Abstract Background In 2013–14, the evidence based care model Hospital-based Home Care for children newly diagnosed with diabetes was implemented at a large paediatric diabetes care facility in the south of Sweden. The first step of the implementation was to promote readiness for change among the professionals within the diabetes team through regular meetings. The aim was to analyse the implicit facilitators and barriers evident on a cultural micro level in discussions during the course of these meetings. What conceptions, ideals and identities might complicate, or facilitate, implementation? Methods A case study was conducted during the implementation process.
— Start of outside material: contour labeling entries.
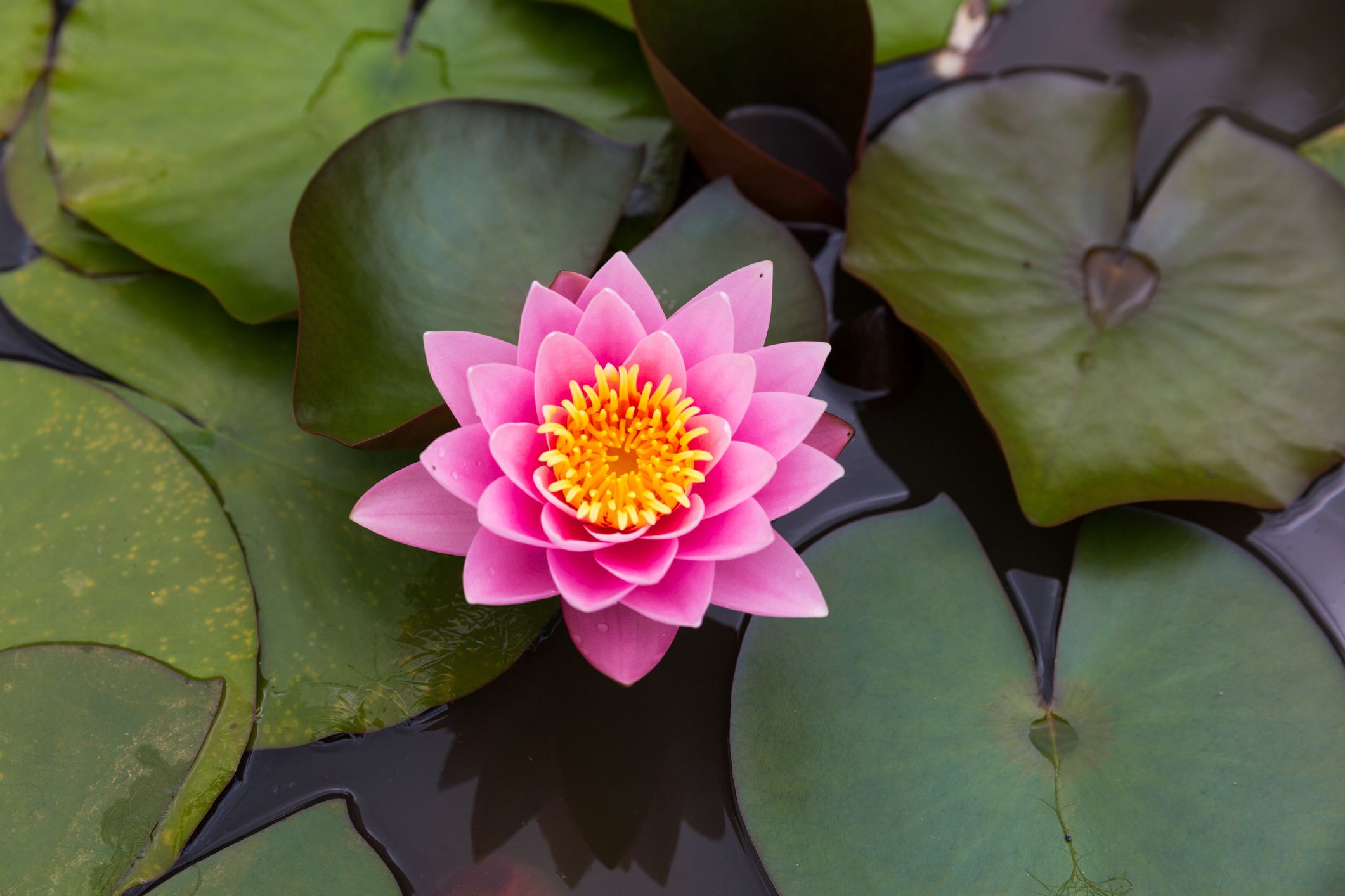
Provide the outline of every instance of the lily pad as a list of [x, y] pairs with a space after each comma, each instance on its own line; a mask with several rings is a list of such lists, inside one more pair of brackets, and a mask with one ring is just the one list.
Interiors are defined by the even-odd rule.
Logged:
[[1131, 227], [1135, 128], [1080, 77], [958, 85], [850, 187], [846, 269], [951, 360], [1040, 525], [1283, 506], [1345, 449], [1345, 189], [1216, 118]]
[[0, 889], [121, 892], [223, 690], [113, 647], [0, 652]]
[[666, 120], [635, 40], [584, 11], [412, 5], [82, 0], [51, 83], [62, 197], [235, 317], [262, 321], [296, 308], [286, 238], [304, 185], [379, 116], [504, 99], [635, 141]]
[[243, 555], [174, 443], [63, 373], [0, 363], [0, 647], [98, 642], [226, 682], [215, 724], [195, 735], [191, 770], [155, 810], [152, 842], [128, 841], [113, 879], [148, 880], [172, 864], [252, 733], [257, 617]]
[[413, 458], [350, 451], [295, 427], [292, 324], [238, 324], [167, 274], [91, 279], [47, 259], [0, 277], [0, 297], [61, 348], [141, 390], [122, 392], [218, 492], [266, 645], [256, 746], [369, 731], [460, 697], [508, 668], [554, 615], [549, 602], [469, 606], [460, 557], [350, 523], [369, 484]]
[[1089, 517], [1050, 707], [947, 498], [806, 557], [831, 615], [753, 619], [733, 689], [734, 782], [784, 896], [1345, 887], [1345, 668], [1241, 549]]
[[328, 799], [202, 858], [155, 887], [155, 896], [359, 893], [398, 896], [387, 865]]
[[560, 116], [471, 101], [346, 144], [295, 215], [300, 426], [354, 445], [440, 404], [425, 330], [514, 341], [533, 279], [601, 258], [639, 167]]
This article draw on ethnographic observations carried out at team meetings (n = 6) during the introductory element of implementation. From a discourse theoretical perspective, the verbal negotiations during these meetings were analysed. Results Three aspects were significant in order to understand the dislocation during this element of implementation: an epistemological disagreement that challenged the function of information within care practice; a paradoxical understanding of the time-knowledge intersection; and expressions of professional anxiety. More concretely, the professionals exhibited an unwillingness to give up the opportunity to provide structured, age-independent information; a resistance against allowing early discharge; and a professional identity formed both by altruistic concern and occupational guardiancy. The findings suggest the necessity of increased awareness of the conceptions and ideals that constitute the basis of a certain professional practice; a deeper understanding of the cultural meaning that influences care practice within a specific logic in order to predict in what way these ideals might be challenged by the implemented evidence. Conclusions Our main contribution is the argument that the implemented evidence in itself needs to be examined and problematized from a cultural analytical perspective before initiation in order to be able to actively counter negative connotations and resistance.